Greek drama book-ended the week that led to sharp flight-to-quality trades on Monday and Friday. Meanwhile, Treasury supply weighed on the market the days in between, which caused 10-year note yields to surge to 2.047% by Thursday's close from 1.90% at Monday's close.

For the most part, agency MBS investors took the rallies and sell-offs in a mostly supportive stride given the current outlook of low rates through late 2014, attractive carry and yield, and QE3 prospects.

This was demonstrated by the performance of Barclays Capital's MBS Index in the past week through Thursday, Feb. 9 of 24 basis points in excess return versus Treasurys compared with 0 basis points for ABS and 18 basis points for CMBS.

The major factors that influenced trading this week included prepayment news, supply and QE3 prospects. Speeds in January slowed more than expected. This generated buying across the stack. Higher coupons, in particular, benefited as Home Affordable Refinance Program (HARP) 2.0 was MIA and analysts expect it will be a few more months before refinancings associated with the recent changes become more noticeable.

While lenders can begin to take applications on Dec. 1, there has been a delay associated with Fannie Mae's DU not being updated for the HARP changes until March, while loans with LTVs greater than 125% cannot be placed into pools until June.

Investors required a concession to take down the $72 billion Treasury Refunding this week and sell-offs usually lead to increased mortgage banker supply as they reduce their pipelines.

Indeed, originator selling remained at an elevated $2 billion per day average this week, while the Federal Reserve remained a steady buyer in 3.5% and 4.0% coupons.

The Fed's latest report of weekly purchases indicated daily average buying of $1.25 billion which covered around 60% of the daily supply.

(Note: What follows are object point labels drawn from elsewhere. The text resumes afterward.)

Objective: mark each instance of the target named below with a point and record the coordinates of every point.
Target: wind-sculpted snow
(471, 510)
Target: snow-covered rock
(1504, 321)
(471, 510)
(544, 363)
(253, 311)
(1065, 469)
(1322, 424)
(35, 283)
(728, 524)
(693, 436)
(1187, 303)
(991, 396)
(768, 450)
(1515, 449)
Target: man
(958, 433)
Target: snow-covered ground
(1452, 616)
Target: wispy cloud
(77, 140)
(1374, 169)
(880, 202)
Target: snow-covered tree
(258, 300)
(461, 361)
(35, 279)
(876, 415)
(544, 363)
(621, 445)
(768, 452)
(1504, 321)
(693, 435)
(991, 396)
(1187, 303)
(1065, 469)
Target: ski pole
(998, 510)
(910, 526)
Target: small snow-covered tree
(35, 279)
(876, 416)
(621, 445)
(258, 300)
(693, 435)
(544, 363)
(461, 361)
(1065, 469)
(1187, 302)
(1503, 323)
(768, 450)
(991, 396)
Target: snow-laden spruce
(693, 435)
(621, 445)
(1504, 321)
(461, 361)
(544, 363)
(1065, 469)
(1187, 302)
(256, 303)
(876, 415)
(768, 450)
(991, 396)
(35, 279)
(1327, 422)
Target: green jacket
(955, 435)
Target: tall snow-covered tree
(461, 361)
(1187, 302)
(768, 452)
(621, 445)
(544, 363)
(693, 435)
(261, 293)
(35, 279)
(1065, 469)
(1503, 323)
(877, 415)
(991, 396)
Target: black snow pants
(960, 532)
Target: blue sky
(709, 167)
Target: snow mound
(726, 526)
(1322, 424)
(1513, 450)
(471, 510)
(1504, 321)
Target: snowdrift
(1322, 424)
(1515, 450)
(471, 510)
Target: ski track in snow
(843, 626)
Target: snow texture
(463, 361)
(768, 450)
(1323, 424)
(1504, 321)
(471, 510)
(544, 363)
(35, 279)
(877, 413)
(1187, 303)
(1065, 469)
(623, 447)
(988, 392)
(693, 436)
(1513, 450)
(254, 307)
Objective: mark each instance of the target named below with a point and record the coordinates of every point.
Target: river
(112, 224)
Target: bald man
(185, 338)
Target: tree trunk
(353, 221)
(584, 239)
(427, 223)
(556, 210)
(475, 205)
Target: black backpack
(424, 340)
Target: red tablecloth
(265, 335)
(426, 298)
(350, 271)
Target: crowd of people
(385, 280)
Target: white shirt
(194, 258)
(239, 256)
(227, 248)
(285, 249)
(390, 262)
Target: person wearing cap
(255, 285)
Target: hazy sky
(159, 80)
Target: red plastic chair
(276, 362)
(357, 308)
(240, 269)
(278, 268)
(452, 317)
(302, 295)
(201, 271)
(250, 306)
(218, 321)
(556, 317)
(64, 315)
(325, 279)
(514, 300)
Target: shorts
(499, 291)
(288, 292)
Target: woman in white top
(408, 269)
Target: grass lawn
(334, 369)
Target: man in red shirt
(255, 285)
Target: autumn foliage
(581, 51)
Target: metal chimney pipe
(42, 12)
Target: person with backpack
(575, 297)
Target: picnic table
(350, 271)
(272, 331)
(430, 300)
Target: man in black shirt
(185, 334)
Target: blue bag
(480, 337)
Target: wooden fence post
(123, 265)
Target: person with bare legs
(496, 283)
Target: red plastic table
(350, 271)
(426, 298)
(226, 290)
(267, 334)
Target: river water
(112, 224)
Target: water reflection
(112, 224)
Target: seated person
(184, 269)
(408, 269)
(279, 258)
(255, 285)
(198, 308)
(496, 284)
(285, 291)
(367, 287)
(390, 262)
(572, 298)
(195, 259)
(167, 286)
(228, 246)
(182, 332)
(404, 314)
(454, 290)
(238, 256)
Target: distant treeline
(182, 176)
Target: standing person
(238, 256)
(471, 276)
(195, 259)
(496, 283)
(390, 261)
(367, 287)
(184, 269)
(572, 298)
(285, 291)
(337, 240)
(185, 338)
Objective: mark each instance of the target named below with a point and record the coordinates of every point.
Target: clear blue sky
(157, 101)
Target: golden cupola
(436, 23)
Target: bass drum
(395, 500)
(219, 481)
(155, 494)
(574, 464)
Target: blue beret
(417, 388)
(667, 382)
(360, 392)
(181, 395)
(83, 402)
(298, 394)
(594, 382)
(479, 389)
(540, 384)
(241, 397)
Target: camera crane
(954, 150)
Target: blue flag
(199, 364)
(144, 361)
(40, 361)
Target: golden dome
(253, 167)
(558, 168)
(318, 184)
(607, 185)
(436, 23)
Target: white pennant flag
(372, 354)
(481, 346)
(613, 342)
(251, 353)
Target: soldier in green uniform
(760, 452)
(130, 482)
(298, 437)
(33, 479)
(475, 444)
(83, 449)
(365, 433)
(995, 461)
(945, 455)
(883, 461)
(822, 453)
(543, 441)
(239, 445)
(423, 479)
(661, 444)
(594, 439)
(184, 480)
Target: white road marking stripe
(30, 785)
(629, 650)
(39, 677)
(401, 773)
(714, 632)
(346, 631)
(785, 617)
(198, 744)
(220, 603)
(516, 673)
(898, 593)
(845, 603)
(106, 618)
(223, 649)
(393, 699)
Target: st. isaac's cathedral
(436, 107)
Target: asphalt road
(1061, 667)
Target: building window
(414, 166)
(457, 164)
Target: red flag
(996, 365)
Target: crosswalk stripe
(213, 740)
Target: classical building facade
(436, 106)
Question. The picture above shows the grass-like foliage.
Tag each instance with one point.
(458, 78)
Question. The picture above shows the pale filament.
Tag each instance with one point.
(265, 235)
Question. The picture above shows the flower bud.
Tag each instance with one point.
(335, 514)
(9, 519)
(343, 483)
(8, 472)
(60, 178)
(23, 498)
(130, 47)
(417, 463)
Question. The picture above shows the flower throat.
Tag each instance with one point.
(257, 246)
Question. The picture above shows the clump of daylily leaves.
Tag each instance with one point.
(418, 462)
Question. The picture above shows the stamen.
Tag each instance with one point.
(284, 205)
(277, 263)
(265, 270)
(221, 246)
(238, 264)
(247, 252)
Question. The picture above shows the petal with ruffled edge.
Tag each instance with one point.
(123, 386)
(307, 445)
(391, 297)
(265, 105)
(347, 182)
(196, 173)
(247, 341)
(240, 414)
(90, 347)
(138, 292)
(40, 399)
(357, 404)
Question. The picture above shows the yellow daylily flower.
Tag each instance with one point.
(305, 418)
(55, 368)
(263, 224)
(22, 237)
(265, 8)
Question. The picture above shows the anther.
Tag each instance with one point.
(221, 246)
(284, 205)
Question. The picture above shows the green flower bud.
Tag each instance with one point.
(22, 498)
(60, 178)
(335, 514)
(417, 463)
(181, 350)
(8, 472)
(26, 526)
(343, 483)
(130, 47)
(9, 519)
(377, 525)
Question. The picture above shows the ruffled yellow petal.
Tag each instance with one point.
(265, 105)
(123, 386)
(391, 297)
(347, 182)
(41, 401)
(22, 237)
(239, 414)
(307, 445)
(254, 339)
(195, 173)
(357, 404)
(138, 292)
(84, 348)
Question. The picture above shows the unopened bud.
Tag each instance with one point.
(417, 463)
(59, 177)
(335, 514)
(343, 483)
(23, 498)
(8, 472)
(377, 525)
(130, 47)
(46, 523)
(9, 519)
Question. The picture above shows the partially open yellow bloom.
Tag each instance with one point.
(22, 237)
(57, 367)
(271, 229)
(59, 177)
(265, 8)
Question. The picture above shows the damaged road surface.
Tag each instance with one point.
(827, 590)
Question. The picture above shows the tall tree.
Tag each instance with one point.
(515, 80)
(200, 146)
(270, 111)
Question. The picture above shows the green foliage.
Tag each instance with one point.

Banks, money managers, hedge funds and others advantageously mopped up the excess supply as the 10-year note yield backed up towards 2.0% and prices eased away from recent highs.

Private investors have been opportunistic buyers this year, in large part because of the prospects of QE3.

Despite some recent favorable jobs news (including Initial Claims this week), QE3 odds appeared to be holding in the 40% area, unchanged from before the strong non-farm payrolls print.

In the latter part of January, JPMorgan and Wells Fargo put the odds of additional quantitative easing at around 40% and 50%, respectively. Research this week from analysts at Credit Suisse also stated that the market is pricing in favorable odds at around 40%, which they said was up 10%-15% from a few weeks ago.

Helping to support those odds were comments from Fed Chairman Ben Bernanke and San Francisco Fed President John Williams.

At an National Association of Home Builders conference on Friday, Bernanke noted the importance housing has been historically to the economy's growth and "that has not played out this time."

In his concluding remarks he stated that in addition to the impact of the supply/demand imbalance in housing caused by the sizeable amount of foreclosures and difficulty for potentially creditworthy borrowers to obtain mortgages, "the troubled housing market depresses construction activity and employment." Therefore, "we need to continue to develop and implement policies that will help the housing sector get back on its feet."

This speech followed on testimony he gave earlier in the week before the Senate Budget Committee that was unchanged from last week's appearance before the House Budget Committee despite the strong jobs report.

Meanwhile, the dovish Williams remarked that the Fed might still need to add accommodation if the economy loses momentum or if inflation remains well below 2%. He added that in the event of QE3, the best way to help the economy would be through MBS purchases.

Timing, however, is as elusive as potential implantation. BNP Paribas economists said they continued to expect QE3, although they are now looking for it to occur in June versus April. Societe Generale analysts, however, expects QE3 to be announced at the Federal Open Market Committee's April meeting as their analysts believe the current strength in the U.S. economy is not sustainable.

In other mortgage related activity, trading in specified pools was active with continued strong demand for call protected paper with payups strengthening; 15/30s were mixed according to the yield curve changes, while GNMA/FNMAs also were higher as improved yields drew in overseas buying in GNMAs.

Also aiding GNMAs was a bill — The FHA Emergency Fiscal Solvency Act of 2012 — introduced by Reps. Judy Biggert (R-IL) and Shelley Capito (R-WV) that would provide the Federal Housing Administration (FHA) "with the tools it needs to shore up the health of the FHA insurance fund." Biggert added "The FHA’s cash reserves are down to dangerous levels, and taxpayers cannot afford another Fannie- and Freddie-style bailout." If passed it would likely lead to lower supply in GNMAs as some borrowers would not be able to afford the higher fees.

For the week through Thursday, Tradeweb volume averaged 124% compared with 153% last week. Month-to-date, the Barclays MBS Index has recorded excess return of 30 basis points compared to 9 for ABS, 58 for CMBS and 97 for Corporates.

The 30-year current coupon yield was higher to 2.87% from 2.81% with the spread to 10-year notes holding in the high 80 basis point area.